RIO DE JANEIRO, BRAZIL – This is a study of the ‘Frankfurt School’ and its cultural Marxist philosophy, which is said to now control Western intellectualism, politics, and culture.

It was by design; an internationalist intelligentsia created it to eradicate Western values, social systems, and European racial groups in a pre-emptive attempt to spark a global communist revolution.

Read also: Check out our coverage on curated alternative narratives

Following the teachings of the Frankfurt School, the world is experiencing a so-called ‘repressive tolerance’, also known as political correctness, under which dissenting opinions are stifled.

Anyone who disagrees with their opinions should be forcibly silenced. This is practiced daily today with social media censorship.

This totalitarianism is now standard practice and commonplace in universities, the media, and Hollywood. Political correctness is a part of this system.

THE FRANKFURT SCHOOL

The Frankfurt School, known more appropriately as Critical Theory, is a philosophical and sociological movement spread across many universities around the world. Initially, it was located at the Institute for Social Research (Institut für Sozialforschung), an attached institute at the Goethe University in Frankfurt, Germany.

The Institute was founded in 1923 thanks to a donation by Felix Weil to develop Marxist studies in Germany. After 1933, the Nazis forced its closure, and the Institute was moved to the United States, where it found hospitality at Columbia University in New York City.
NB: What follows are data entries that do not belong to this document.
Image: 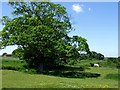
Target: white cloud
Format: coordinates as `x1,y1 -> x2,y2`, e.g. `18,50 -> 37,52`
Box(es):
88,8 -> 91,11
72,4 -> 83,13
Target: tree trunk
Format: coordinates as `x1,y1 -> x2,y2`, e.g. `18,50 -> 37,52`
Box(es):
38,63 -> 44,73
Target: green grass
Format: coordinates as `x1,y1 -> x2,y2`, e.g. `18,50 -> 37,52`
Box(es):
0,58 -> 118,88
1,68 -> 118,88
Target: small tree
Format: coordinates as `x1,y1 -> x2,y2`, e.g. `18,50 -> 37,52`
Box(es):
12,48 -> 24,59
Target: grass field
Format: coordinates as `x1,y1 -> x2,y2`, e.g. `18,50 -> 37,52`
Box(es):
0,57 -> 118,88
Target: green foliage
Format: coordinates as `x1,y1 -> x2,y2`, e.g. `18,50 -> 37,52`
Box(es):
2,58 -> 26,71
12,48 -> 24,59
1,2 -> 90,71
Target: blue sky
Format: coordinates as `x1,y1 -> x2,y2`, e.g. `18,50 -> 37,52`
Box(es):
0,2 -> 118,57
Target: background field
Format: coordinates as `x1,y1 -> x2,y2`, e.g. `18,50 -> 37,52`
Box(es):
0,58 -> 118,88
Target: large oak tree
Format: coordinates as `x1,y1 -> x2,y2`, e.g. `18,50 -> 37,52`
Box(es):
1,2 -> 89,71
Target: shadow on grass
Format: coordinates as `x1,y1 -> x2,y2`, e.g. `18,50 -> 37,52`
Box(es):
43,66 -> 100,78
104,74 -> 120,81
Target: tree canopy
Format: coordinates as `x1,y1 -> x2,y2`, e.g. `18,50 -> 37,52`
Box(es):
1,2 -> 90,71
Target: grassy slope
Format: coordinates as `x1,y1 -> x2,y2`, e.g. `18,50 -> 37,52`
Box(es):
0,58 -> 118,88
2,67 -> 118,88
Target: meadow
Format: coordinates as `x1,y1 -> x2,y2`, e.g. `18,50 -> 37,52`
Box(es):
0,58 -> 119,88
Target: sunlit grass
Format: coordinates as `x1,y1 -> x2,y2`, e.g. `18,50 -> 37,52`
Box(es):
2,69 -> 118,88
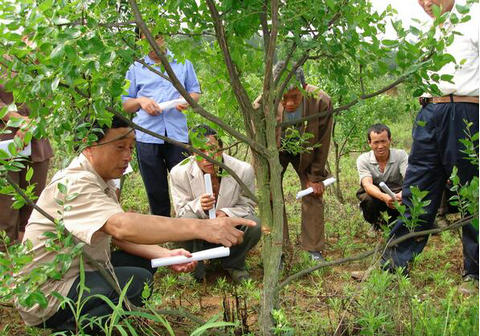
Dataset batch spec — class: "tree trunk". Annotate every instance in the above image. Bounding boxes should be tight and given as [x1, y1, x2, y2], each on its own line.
[255, 148, 283, 335]
[333, 141, 345, 204]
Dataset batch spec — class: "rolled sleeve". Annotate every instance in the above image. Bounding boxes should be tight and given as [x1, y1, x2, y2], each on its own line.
[170, 166, 208, 219]
[122, 64, 138, 102]
[185, 61, 202, 93]
[357, 155, 372, 185]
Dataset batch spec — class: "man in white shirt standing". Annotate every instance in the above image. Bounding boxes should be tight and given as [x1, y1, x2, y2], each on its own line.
[383, 0, 479, 283]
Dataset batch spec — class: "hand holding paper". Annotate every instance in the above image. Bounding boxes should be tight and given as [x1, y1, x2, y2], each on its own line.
[0, 139, 32, 159]
[203, 174, 217, 219]
[158, 98, 188, 111]
[152, 246, 230, 268]
[379, 182, 397, 201]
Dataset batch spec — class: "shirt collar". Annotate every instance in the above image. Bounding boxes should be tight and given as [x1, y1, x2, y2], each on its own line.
[76, 154, 115, 191]
[143, 49, 177, 65]
[370, 148, 395, 164]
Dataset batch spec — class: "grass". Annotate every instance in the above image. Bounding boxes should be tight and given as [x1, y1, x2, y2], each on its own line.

The academic influence of the critical method is far-reaching. Some of the critical issues and philosophical preoccupations of the School involve the critique of modernity and capitalist society, the definition of social emancipation, as well as the detection of the pathologies of society.

Critical Theory provides a specific interpretation of Marxist philosophy regarding some of its central economic and political notions like commodification, reification, fetishization, and critique of mass culture.